Foreign Bank Deposits at the Fed More Than Double

Foreign bank deposits at the Federal Reserve have more than doubled to $715 billion from $350 billion since the end of 2010 amid Europe's debt turmoil, buttressing the dollar's status as the world's reserve currency.

Forty-seven non-U.S. banks held balances of more than $1 billion at the Federal Reserve Bank of New York at Sept. 30, up from 22 at the end of 2010, according to a survey of 80 financial institutions by ICAP PLC, the world's largest inter-dealer broker. The dollar has appreciated 7.2% since Standard & Poor's cut the nation's AAA credit rating on Aug. 5, the second-best performance after the yen among developed nation peers, according to Bloomberg Correlation-Weighted Currency Indexes.

A budget deficit of more than $1 trillion, a deadlock among congressional supercommittee members on spending cuts and 9% unemployment haven't deterred investors from seeking safety in the world's biggest economy. The euro has been undermined by the region's sovereign debt crisis, while the Swiss franc and yen have fallen as their governments buy billions of dollars to weaken them.

"There's not anything close to a substitute and part of it is the deepness of the market, the liquidity," Jack McIntyre, a fund manager who oversees $23 billion in debt at Brandywine Global Investment Management, a unit of Legg Mason Inc., said Nov. 15 in a telephone interview from Philadelphia. "There's a perception, right or wrong, that we're going to make good on all of our assets."

The Fed's record-low target interest rate for overnight loans among banks at between zero and 0.25% hasn't discouraged dollar buying as slowing global growth and turmoil in Europe spur central banks from Australia to Brazil to cut rates, reducing their appeal to investors seeking higher returns.

Foreign demand for U.S. assets rose the most in 10 months in September. Net buying of long-term equities, notes and bonds totaled $68.6 billion, the highest since November 2010, compared with net buying of $58 billion in August, the Treasury Department said Nov. 16.

The dollar is up 6.5% in the past three months, recovering to about level this year with its nine peers, which include the Swedish krona and the Swiss franc. It's trading about 4% below where it was in 1975, two years after President Nixon ended the currency's official ties to gold.

Demand for Treasury securities that mature in under a year has increased as financial institutions boost holdings of the highest-quality assets to meet new regulations set by the Bank for International Settlements in Basel, Switzerland. Bank holdings of Treasuries and government-related debt totaled a record $1.69 trillion at the end of October, up from less than $1.1 trillion in 2008.

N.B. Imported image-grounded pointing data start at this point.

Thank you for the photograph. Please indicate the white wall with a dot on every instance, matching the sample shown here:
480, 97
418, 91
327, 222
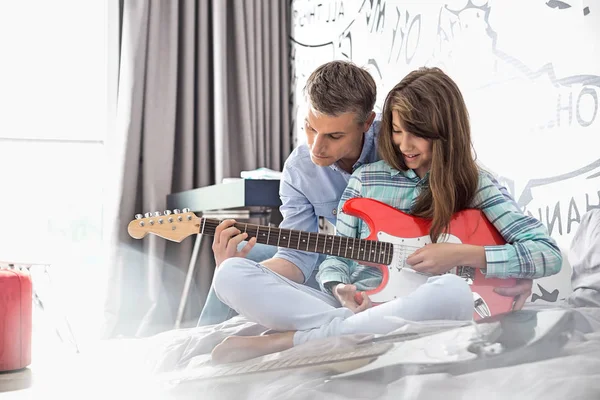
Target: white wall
529, 71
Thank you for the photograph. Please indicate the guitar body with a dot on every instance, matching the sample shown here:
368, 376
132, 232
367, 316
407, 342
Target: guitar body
409, 233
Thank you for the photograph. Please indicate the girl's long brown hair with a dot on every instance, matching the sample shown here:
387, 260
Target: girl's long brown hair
431, 106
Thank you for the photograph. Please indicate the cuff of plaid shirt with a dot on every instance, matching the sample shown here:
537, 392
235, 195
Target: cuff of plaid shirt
499, 263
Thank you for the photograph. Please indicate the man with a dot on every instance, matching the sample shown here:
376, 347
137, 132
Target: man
341, 130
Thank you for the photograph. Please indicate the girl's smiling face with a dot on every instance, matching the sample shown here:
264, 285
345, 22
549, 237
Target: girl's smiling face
416, 151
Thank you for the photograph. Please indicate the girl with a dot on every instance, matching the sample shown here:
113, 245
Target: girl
427, 170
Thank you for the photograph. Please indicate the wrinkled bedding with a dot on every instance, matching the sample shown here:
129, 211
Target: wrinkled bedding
574, 373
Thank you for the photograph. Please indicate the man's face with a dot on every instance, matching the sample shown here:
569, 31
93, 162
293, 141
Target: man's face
334, 139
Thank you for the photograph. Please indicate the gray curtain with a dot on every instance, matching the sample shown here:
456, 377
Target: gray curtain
203, 94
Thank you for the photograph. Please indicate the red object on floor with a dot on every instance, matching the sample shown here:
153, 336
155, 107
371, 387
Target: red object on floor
15, 320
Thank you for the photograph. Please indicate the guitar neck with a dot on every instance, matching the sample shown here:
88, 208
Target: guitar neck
371, 251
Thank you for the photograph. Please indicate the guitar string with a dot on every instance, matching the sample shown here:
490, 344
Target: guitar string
296, 236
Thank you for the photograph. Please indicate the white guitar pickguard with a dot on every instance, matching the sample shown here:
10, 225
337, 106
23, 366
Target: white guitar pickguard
403, 280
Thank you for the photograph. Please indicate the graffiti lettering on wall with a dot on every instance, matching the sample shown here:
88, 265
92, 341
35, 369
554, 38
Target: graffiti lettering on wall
533, 90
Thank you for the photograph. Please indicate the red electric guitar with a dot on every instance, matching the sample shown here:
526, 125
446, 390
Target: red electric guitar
394, 236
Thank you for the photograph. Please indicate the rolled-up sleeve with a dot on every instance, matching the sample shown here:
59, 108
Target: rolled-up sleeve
338, 269
530, 252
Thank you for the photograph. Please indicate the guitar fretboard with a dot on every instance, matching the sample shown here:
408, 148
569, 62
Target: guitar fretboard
356, 249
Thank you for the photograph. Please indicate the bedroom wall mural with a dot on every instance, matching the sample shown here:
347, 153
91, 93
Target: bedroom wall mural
530, 74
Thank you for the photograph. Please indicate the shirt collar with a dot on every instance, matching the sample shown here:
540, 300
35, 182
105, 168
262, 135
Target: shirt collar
410, 174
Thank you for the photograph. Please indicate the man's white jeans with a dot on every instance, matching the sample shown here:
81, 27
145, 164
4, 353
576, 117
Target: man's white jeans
277, 303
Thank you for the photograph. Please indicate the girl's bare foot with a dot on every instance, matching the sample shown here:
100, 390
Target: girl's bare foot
240, 348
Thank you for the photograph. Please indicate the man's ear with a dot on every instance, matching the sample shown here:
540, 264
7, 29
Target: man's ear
369, 121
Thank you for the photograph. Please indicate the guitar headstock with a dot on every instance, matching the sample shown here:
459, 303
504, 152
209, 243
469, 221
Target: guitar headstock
174, 226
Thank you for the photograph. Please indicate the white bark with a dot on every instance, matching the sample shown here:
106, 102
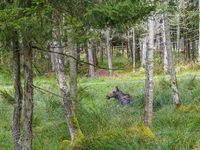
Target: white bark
91, 61
178, 35
147, 119
1, 57
164, 50
108, 50
133, 30
144, 50
199, 36
171, 61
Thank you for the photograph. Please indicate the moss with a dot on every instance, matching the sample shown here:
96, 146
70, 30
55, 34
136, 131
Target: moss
78, 140
142, 129
146, 131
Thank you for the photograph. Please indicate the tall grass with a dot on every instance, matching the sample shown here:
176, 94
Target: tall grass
106, 125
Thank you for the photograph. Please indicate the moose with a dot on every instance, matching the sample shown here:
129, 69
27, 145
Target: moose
118, 94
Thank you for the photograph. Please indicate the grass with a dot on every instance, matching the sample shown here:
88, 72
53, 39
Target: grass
107, 126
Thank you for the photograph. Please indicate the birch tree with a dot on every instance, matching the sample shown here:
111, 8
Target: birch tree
199, 37
108, 50
18, 96
170, 60
164, 50
147, 119
91, 61
133, 30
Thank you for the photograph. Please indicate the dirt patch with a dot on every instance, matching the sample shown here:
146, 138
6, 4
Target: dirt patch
101, 73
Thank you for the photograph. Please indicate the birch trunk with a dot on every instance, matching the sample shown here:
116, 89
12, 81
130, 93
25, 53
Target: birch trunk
67, 100
122, 48
178, 35
147, 119
144, 50
91, 61
101, 50
52, 60
18, 96
72, 69
28, 97
108, 50
128, 46
164, 50
171, 61
157, 43
1, 57
133, 30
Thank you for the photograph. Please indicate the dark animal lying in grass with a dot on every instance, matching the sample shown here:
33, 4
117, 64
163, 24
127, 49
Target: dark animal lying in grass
118, 94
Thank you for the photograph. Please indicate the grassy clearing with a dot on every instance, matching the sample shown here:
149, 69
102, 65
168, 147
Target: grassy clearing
107, 126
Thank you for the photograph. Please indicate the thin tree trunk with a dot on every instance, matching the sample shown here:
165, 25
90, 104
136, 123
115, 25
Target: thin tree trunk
144, 51
185, 42
189, 50
157, 43
171, 62
91, 61
28, 97
199, 37
101, 50
164, 50
108, 49
52, 59
133, 30
147, 119
128, 45
1, 57
18, 96
73, 126
73, 69
122, 48
193, 50
178, 36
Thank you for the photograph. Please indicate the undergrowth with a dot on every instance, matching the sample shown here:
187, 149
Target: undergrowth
108, 126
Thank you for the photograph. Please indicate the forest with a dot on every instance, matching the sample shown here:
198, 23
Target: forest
99, 74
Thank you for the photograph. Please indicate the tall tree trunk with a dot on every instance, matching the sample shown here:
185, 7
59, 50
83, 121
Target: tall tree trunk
193, 49
189, 51
73, 69
18, 96
133, 30
144, 51
52, 59
86, 53
171, 61
73, 126
122, 48
28, 97
164, 50
128, 45
178, 36
94, 51
147, 119
185, 42
157, 43
101, 50
91, 61
1, 57
199, 37
108, 49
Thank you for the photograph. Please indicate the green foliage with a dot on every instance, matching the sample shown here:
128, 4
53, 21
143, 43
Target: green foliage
7, 96
113, 13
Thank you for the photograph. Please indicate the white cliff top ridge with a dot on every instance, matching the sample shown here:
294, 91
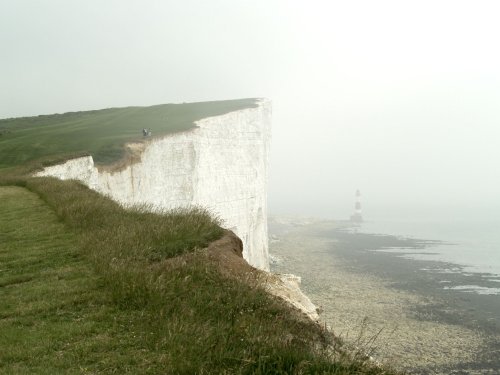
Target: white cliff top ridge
220, 164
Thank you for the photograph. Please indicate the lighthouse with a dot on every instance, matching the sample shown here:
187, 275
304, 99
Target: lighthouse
357, 217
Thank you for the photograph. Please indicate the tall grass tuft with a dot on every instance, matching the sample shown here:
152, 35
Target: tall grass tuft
191, 319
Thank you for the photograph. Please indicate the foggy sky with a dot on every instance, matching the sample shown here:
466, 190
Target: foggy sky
399, 99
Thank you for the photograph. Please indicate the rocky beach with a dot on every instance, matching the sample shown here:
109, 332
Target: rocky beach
388, 306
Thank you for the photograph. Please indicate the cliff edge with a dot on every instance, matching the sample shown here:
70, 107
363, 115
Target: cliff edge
221, 164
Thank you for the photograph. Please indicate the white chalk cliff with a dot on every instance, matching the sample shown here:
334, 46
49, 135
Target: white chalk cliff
221, 164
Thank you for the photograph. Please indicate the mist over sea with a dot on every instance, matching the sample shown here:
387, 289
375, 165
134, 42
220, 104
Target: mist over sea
466, 243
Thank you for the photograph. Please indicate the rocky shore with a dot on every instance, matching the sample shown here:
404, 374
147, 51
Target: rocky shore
383, 304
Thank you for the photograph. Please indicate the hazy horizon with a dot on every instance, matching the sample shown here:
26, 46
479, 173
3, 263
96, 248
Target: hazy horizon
398, 100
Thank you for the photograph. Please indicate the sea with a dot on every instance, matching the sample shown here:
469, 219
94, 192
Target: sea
467, 246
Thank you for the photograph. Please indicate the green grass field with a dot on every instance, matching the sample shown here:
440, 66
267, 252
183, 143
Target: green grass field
88, 287
100, 133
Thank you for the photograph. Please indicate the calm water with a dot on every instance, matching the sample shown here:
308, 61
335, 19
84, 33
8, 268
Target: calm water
473, 246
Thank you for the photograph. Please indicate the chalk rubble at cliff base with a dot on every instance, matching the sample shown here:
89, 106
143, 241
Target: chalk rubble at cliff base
221, 164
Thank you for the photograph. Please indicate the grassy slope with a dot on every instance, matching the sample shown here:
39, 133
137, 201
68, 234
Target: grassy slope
96, 293
101, 133
87, 287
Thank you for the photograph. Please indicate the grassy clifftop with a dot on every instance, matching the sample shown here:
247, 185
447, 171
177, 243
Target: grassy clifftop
100, 133
88, 287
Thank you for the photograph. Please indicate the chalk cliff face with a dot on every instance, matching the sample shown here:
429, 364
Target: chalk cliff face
221, 164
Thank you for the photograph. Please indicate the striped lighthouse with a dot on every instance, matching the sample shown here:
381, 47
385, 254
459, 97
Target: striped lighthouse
357, 217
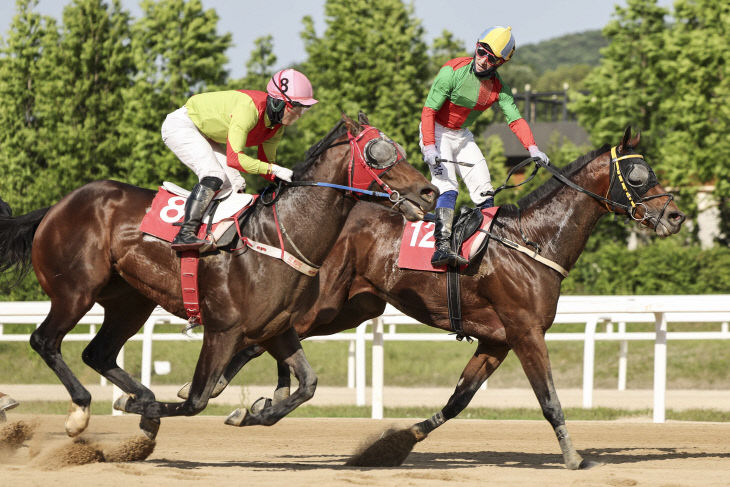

"With the heightened emphasis on stronger liquidity positions for financial institutions around the world, we've seen an increase in the regulatory demand for liquid assets, but we're not necessarily seeing an increase in the supply of liquid assets," Lou Crandall, chief economist at Wrightson ICAP LLC in Jersey City, N.J., a unit of ICAP, said in a Nov. 14 interview. "They're meeting that need by holding Fed balances."

Rates on three-month bills ended last week at zero, down from this year's high of 0.157% in February and 5% in mid-2007, just before credit markets froze as losses on subprime mortgages accelerated.

"People are hoarding cash because they see that there's some difficulty in the U.S. dollar funding market" as banks shed euro-denominated assets, Charles St-Arnaud, a foreign exchange strategist at Nomura Holdings Inc. in New York, said in a telephone interview Nov. 14.